По его бледным щекам метнулись и замерли два желвака.
— Хорошо, — говорит.
— У меня к вам просьба, товарищ Бабич. Когда разговариваете с людьми, постарайтесь не ворочать желваками. Это производит неприятное впечатление.
— Когда я разговариваю с людьми, то желваками не ворочаю.

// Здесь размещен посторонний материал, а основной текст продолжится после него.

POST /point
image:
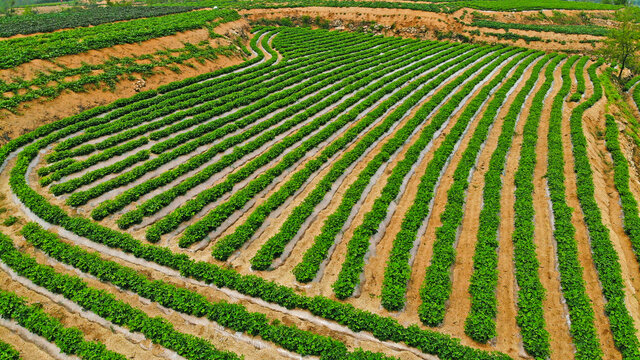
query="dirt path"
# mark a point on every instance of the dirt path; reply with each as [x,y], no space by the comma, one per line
[427,25]
[42,111]
[608,200]
[460,302]
[555,316]
[22,345]
[114,340]
[376,260]
[301,319]
[590,274]
[508,332]
[305,241]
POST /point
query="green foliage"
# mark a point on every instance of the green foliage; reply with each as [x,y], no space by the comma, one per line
[572,282]
[10,221]
[7,352]
[53,83]
[623,41]
[605,255]
[30,23]
[16,51]
[480,324]
[561,29]
[530,318]
[70,341]
[382,328]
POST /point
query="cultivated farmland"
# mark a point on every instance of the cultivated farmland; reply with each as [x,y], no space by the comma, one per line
[335,195]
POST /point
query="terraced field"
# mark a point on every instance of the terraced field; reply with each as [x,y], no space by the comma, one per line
[337,196]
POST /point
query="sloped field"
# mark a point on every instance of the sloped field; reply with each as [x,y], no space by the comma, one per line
[338,195]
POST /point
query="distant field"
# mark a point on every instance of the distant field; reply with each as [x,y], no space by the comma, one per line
[331,195]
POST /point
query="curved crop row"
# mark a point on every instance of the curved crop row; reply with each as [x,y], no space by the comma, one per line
[436,287]
[288,230]
[213,100]
[530,318]
[605,255]
[580,79]
[176,99]
[480,324]
[225,247]
[571,272]
[200,229]
[363,75]
[156,203]
[161,98]
[622,179]
[81,198]
[232,316]
[383,328]
[70,341]
[16,51]
[76,166]
[107,306]
[7,352]
[358,245]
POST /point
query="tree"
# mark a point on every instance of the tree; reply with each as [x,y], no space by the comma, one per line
[623,41]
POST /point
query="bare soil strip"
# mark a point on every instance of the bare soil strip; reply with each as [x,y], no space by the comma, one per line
[460,302]
[21,342]
[508,337]
[590,275]
[556,313]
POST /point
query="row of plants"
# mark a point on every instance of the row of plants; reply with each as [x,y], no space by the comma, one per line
[225,247]
[288,230]
[359,244]
[108,74]
[307,269]
[16,51]
[263,105]
[448,6]
[313,105]
[531,294]
[80,198]
[231,316]
[383,328]
[513,37]
[139,103]
[561,29]
[107,306]
[48,22]
[336,57]
[55,174]
[194,115]
[143,188]
[580,87]
[436,287]
[7,352]
[173,98]
[70,341]
[605,256]
[90,177]
[480,324]
[581,314]
[213,97]
[86,149]
[622,178]
[378,89]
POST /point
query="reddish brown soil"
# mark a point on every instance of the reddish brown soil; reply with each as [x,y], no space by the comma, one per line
[426,25]
[39,112]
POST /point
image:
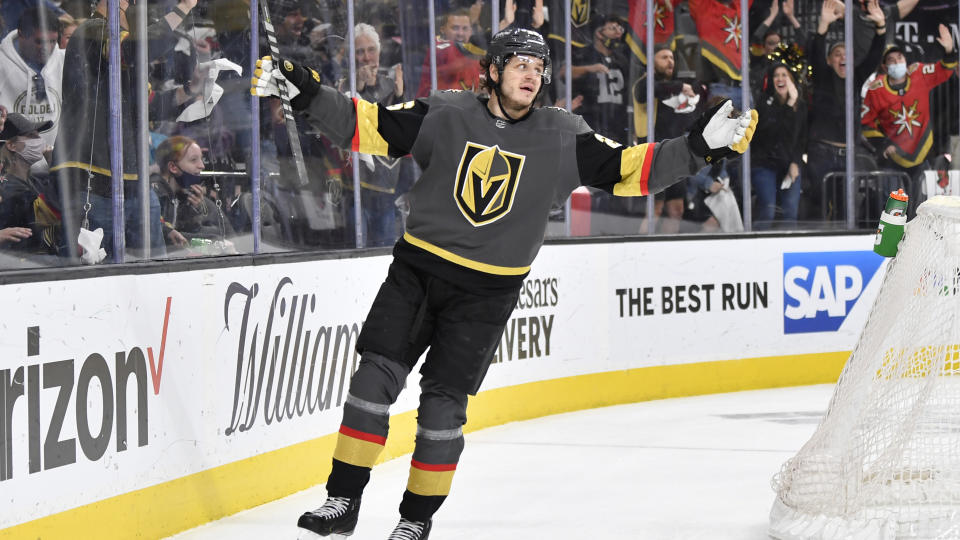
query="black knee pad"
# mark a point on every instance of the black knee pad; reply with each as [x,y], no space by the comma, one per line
[378,379]
[441,406]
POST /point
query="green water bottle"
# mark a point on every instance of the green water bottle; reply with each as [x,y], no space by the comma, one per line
[202,246]
[892,221]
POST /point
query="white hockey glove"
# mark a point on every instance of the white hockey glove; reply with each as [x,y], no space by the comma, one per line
[301,83]
[90,243]
[719,133]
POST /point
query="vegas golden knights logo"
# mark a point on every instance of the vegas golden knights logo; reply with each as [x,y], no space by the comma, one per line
[579,12]
[486,182]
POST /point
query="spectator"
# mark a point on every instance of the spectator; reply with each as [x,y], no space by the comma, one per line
[679,103]
[778,149]
[378,174]
[12,10]
[28,222]
[32,67]
[290,29]
[187,211]
[82,151]
[864,27]
[523,14]
[68,25]
[896,110]
[457,58]
[768,35]
[827,147]
[599,75]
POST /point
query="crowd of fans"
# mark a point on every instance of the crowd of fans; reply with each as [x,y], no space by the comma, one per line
[57,154]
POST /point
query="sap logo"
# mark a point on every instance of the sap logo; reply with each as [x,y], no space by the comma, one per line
[819,289]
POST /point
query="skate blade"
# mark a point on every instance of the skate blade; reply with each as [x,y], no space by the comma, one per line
[310,535]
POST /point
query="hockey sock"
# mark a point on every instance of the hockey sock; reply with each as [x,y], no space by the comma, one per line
[441,416]
[363,431]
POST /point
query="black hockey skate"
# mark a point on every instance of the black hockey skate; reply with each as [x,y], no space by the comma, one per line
[338,515]
[411,530]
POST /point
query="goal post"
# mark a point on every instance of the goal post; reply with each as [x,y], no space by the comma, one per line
[884,463]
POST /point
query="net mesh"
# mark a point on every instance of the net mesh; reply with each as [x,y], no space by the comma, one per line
[885,461]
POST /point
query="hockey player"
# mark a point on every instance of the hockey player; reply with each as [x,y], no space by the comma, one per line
[492,169]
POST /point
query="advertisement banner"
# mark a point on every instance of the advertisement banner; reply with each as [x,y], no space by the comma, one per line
[114,384]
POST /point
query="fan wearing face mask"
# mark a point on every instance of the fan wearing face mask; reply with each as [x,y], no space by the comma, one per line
[896,109]
[28,221]
[186,209]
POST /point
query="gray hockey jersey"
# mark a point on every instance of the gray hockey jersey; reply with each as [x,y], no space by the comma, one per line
[488,185]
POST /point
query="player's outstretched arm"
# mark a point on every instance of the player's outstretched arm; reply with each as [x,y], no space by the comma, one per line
[352,124]
[720,133]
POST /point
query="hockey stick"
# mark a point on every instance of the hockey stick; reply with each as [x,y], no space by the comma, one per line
[292,133]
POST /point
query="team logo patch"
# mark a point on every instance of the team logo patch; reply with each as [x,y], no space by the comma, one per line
[580,12]
[486,183]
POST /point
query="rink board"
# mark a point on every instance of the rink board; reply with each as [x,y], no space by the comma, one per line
[161,401]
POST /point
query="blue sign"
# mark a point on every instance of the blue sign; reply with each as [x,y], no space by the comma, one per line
[820,288]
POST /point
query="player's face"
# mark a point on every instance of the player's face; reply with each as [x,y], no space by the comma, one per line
[368,54]
[192,160]
[522,77]
[663,63]
[457,29]
[838,61]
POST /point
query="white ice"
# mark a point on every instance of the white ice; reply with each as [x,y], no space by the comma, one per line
[684,469]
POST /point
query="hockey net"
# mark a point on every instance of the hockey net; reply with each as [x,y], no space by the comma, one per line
[884,463]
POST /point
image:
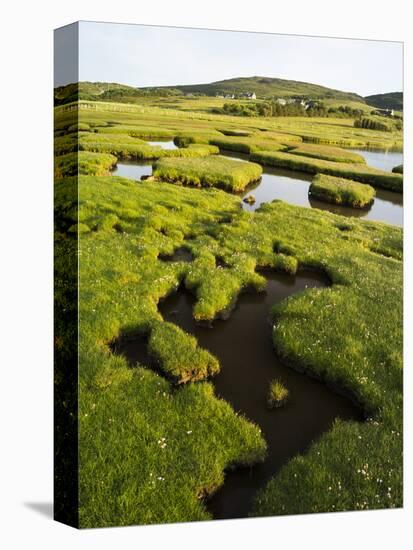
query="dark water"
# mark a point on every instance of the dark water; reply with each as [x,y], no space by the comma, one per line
[132,169]
[384,160]
[169,144]
[180,254]
[292,187]
[243,345]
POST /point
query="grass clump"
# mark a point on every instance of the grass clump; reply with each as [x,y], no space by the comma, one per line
[178,355]
[247,144]
[124,146]
[341,191]
[325,152]
[213,171]
[357,172]
[86,163]
[277,394]
[371,123]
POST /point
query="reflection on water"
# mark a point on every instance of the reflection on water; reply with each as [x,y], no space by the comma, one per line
[292,187]
[163,144]
[384,160]
[243,345]
[132,169]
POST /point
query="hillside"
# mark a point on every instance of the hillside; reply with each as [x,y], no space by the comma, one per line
[263,87]
[393,100]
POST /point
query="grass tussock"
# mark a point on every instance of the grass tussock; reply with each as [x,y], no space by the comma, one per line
[150,450]
[357,172]
[247,144]
[341,191]
[86,163]
[213,171]
[178,355]
[277,394]
[325,152]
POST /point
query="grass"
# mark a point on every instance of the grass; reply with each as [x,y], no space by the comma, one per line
[213,171]
[150,447]
[357,172]
[247,144]
[348,335]
[125,146]
[323,152]
[341,191]
[93,164]
[277,394]
[178,354]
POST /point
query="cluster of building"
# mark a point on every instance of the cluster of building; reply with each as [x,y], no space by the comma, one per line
[384,112]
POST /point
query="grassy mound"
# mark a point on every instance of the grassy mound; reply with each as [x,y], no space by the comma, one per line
[178,354]
[93,164]
[348,335]
[357,172]
[341,191]
[247,144]
[325,152]
[214,171]
[150,450]
[124,146]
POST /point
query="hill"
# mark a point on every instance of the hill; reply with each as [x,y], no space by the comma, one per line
[263,87]
[393,100]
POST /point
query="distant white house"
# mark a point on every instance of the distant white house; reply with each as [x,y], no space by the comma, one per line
[384,112]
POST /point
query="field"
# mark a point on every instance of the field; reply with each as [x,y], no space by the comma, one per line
[342,191]
[156,442]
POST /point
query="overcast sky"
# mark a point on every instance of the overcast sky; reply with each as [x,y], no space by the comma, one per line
[156,56]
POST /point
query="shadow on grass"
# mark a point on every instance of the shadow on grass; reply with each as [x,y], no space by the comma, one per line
[45,509]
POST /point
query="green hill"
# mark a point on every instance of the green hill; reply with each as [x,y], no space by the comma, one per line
[393,100]
[263,87]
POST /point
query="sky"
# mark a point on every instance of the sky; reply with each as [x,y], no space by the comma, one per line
[156,56]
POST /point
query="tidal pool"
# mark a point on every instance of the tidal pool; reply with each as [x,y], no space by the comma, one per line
[384,160]
[292,187]
[166,144]
[243,345]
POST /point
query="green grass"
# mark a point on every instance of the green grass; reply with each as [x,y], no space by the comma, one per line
[247,144]
[277,394]
[341,191]
[357,172]
[178,354]
[150,447]
[125,146]
[323,152]
[93,164]
[214,171]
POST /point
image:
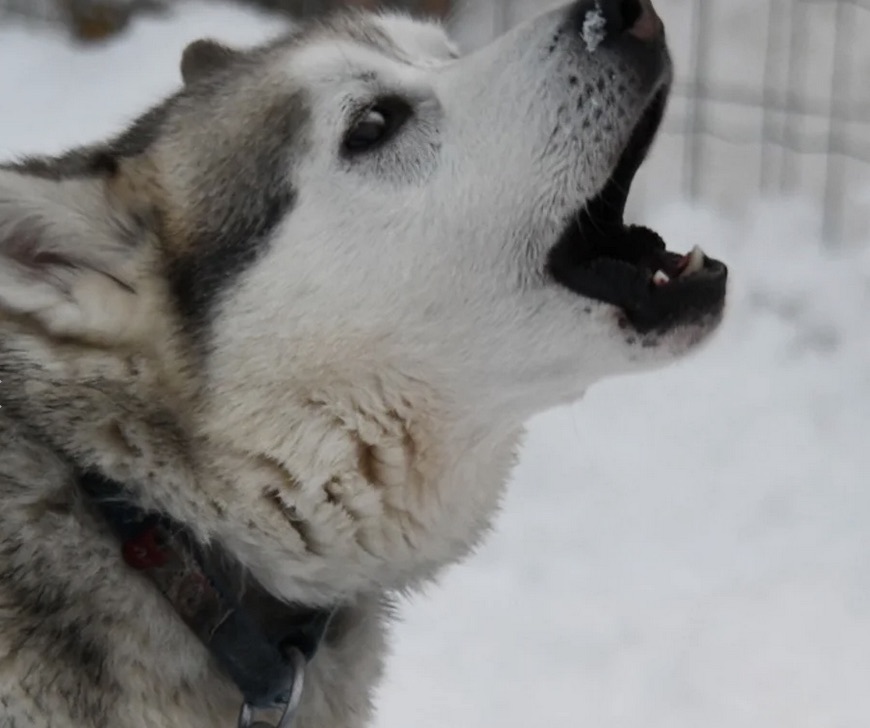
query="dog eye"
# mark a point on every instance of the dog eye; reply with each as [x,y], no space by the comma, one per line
[377,125]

Выхожу, чтобы прочесть приказ. Все правильно. Бабич переводится в рядовые конструкторы за неправильное поведение в коллективе, халатное отношение к документам, выразившееся в утере годового отчета, и где — в пивной. Этот приказ должен был появиться раньше, но директор колебался. И только вчера, когда ему позвонили из кафе, позвонили только вчера, а не месяц назад, как я рассчитывал, директор счел, что причин для приказа достаточно.
Возвращаюсь в отдел. Разумеется, Гусятников уже здесь. Пора отваживать. У него есть свое рабочее место, и нечего шататься по другим отделам.
— Василий Тихонович, — говорит Гусятников, — позвольте обратиться к вам с вопросом, который не имеет непосредственного отношения к работе?
— Да, пожалуйста, — говорю.
— Меня это интересует чисто психологически… Ну, может быть, с точки зрения патологии… Благодаря вам бухгалтер получил инфаркт. Сейчас он в больнице и, говорят, вряд ли выйдет оттуда. Вы получили вне очереди двухкомнатную квартиру. Скоро, надо полагать, пойдет в производство ваш набор. Вы стали заведующим конструкторским бюро. Теперь вы счастливы?
— Не понимаю? — говорю.
— Как вы думаете, стоит ли все полученное того, что вы потеряли?
— Что же я потерял? — спрашиваю.
— Себя. Друзей. Вы ведь не только с нами порвали, вы порвали авансом со всеми друзьями, которые могли бы у вас появиться в будущем. Теперь их у вас не будет. И потом… сложившееся положение очень ненадежно. Оно, так сказать, чревато. И то, что вы так легкомысленно воспользовались этим…
— Ладно, хватит, — говорю. — Занимайтесь своими делами.
— Не извольте беспокоиться. Будет сделано. А по выполнении — доложено вам лично! — чеканит Гусятников и опять за свое: — Но согласитесь, вы же опустели. У вас внутри воют сквозняки и гуляет эхо. Вам не на что опереться. Вы сейчас на очень зыбком грунте. Но это все не так страшно... Главное в другом… Чтобы жить дальше, вы будете вынуждены продолжать подличать. Понимаете? Вам будет тяжело. Сил может не хватить.
— Товарищ Гусятников, если вы не прекратите свои издевательства, я вынужден буду написать докладную директору, — говорю и чувствую, что вот-вот из меня начнет визжать то самое существо. Хотя нет, визжать буду уже я. — Хватит! Наслушался! Слышите?! Заткнитесь, наконец! Тоже еще! Сам-то кто! Сам-то! Сам!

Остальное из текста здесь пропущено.